Liberarsi di newsletter che sappiamo non leggeremo mai. Preferire a centinaia di e-mail telegrafiche l’invio di missive virtuali più lunghe ma contenute nel numero. Evitare, quando possibile, l’uso della webcam durante le videochiamate. Scaricare i contenuti che desideriamo consultare più volte come documenti, video e brani musicali, piuttosto che usufruirne in streaming (meglio ancora se non in alta definizione). Piccole buone azioni per ridurre l’impatto ambientale di internet, una fonte, per quanto invisibile, di inquinamento.
La costruzione e la gestione dei data center, dei server, della rete via cavo o wireless e in generale dei nostri strumenti tecnologici (che per funzionare necessitano di energia) hanno importanti ricadute ambientali. Così come la quantità e la modalità con cui ci serviamo del web attraverso l’utilizzo di e-mail, cloud, motori di ricerca, riproduzione e archiviazione di contenuti multimediali.
Perché allora non iniziare a ripensare le nostre abitudini digitali rimodulandole e convertendole, il più possibile, alla sostenibilità?

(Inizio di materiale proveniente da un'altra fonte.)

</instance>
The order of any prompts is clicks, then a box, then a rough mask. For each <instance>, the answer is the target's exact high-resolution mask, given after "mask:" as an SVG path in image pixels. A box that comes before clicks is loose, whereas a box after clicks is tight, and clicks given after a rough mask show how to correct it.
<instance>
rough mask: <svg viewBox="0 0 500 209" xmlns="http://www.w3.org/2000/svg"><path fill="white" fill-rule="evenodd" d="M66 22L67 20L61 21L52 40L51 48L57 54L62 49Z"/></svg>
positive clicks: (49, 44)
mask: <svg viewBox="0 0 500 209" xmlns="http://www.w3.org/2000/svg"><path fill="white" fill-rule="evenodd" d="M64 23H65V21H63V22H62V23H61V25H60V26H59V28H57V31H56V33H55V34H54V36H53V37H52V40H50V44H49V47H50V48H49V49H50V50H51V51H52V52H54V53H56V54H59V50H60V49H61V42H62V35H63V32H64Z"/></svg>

Che poi non è solo ambientale ma anche economica. «Si sente parlare ogni giorno di inquinamento e la cosa che più viene naturale è collegare questa parola al traffico, alle fabbriche, alla discarica, ma pochi sanno che il mondo informatico produce una grandissima quantità di “rifiuti digitali” che occupano spazio inutile nei nostri dispositivi elettronici e contribuiscono a far aumentare la nostra impronta ecologica», sottolinea Serena Di Lucia di Aica (Associazione Internazionale per la Comunicazione Ambientale).
L’archiviazione di foto, file, applicazioni, o semplici e-mail e newsletter mai lette presuppongono l’incessante e ininterrotto lavoro dei server, che oltre a essere energivori devono essere continuamente raffreddati e climatizzati (attività che richiede altra energia). Tutto ciò comporta l’emissione di una grande quantità di anidride carbonica nell’ambiente.

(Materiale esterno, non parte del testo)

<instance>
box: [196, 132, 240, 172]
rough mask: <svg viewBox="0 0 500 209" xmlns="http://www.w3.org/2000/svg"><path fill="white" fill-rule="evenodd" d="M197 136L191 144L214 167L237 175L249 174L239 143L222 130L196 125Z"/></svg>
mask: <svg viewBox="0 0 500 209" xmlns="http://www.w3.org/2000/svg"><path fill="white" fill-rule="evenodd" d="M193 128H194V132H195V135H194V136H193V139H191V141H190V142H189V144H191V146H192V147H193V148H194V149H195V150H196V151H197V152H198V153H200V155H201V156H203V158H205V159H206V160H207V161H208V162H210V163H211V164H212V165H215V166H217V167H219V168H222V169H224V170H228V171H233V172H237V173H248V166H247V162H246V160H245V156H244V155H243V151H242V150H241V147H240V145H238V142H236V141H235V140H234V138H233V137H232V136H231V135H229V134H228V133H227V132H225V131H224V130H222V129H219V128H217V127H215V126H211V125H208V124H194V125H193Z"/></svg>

Infatti, dal consumo energetico richiesto dal digitale, oggi ben lontano dal derivare esclusivamente da fonti rinnovabili, vengono indirettamente emesse grandi quantità di gas climalteranti a tal punto che nel 2040 il settore digitale potrebbe essere causa del 14% delle emissioni globali di CO2. Per quanto sorprendente, si tratta di un dato che non deve stupirci se pensiamo che, come testimoniamo i numeri diffusi per la settimana europea per la riduzione dei rifiuti, una e-mail da 1 megabyte durante il suo il ciclo di vita totale emette 20g di CO2 (lo stesso quantitativo prodotto da una lampada accesa per 25 minuti) o che un semplice messaggio whatsapp implica la produzione da 2 a 50 grammi di CO2 equivalente, mentre un post sui social può pesare fino a 100 grammi di CO2 se contiene video o molte fotografie.
«Per un singolo individuo, potrebbe essere solo una foto, o un file o una semplice mail, ma nel loro insieme – sostiene Di Lucia – il traffico Internet collettivo contribuisce enormemente ai cambiamenti climatici». Soprattutto se a questo sommiamo anche la grande quantità di rifiuti generati durante il processo di fabbricazione dei prodotti tecnologici: per produrre uno smartphone che pesa meno di 200 grammi si producono 86 chilogrammi di rifiuti. E la maggior parte di questi non può essere riciclata, finendo così in discariche e inceneritori. Secondo il Global E-waste Monitor, i rifiuti di apparecchiature elettriche ed elettroniche generati a livello globale nel 2019 sono stati circa 53,6 milioni di tonnellate e nel 2030 supereranno 74 milioni di tonnellate, un aumento di quasi due milioni di tonnellate l’anno. Il trend è in crescita anche in Europa e Italia.
Come suggerisce Di Lucia, per una produzione digitale sostenibile la soluzione migliore è che i prodotti abbiano una vita utile più lunga, siano più facili da riparare e riciclare e, in definitiva, siano completamente atossici nel momento in cui vengono riciclati. L’aumento della vita utile del dispositivo digitale riduce infatti la necessità di nuova produzione e quindi la quantità di rifiuti prodotti che ne deriva.
Detto questo, come anticipato, abbiamo la possibilità di ridurre l’impronta inquinante “invisibile” rimodulando le nostre abitudini virtuali. «Ad esempio, comprimendo le dimensioni dei documenti che inviamo via e-mail per ridurre il peso del messaggio, utilizzando i collegamenti ipertestuali anziché gli allegati e inserendo l’Url di un sito Web piuttosto che passare attraverso un motore di ricerca. Oppure, ancora, archiviando i file su un hard disk anziché utilizzare l’archiviazione online come i Cloud e spegnendo sempre il computer e scollegando i carica batterie una volta che hanno fatto il loro dovere».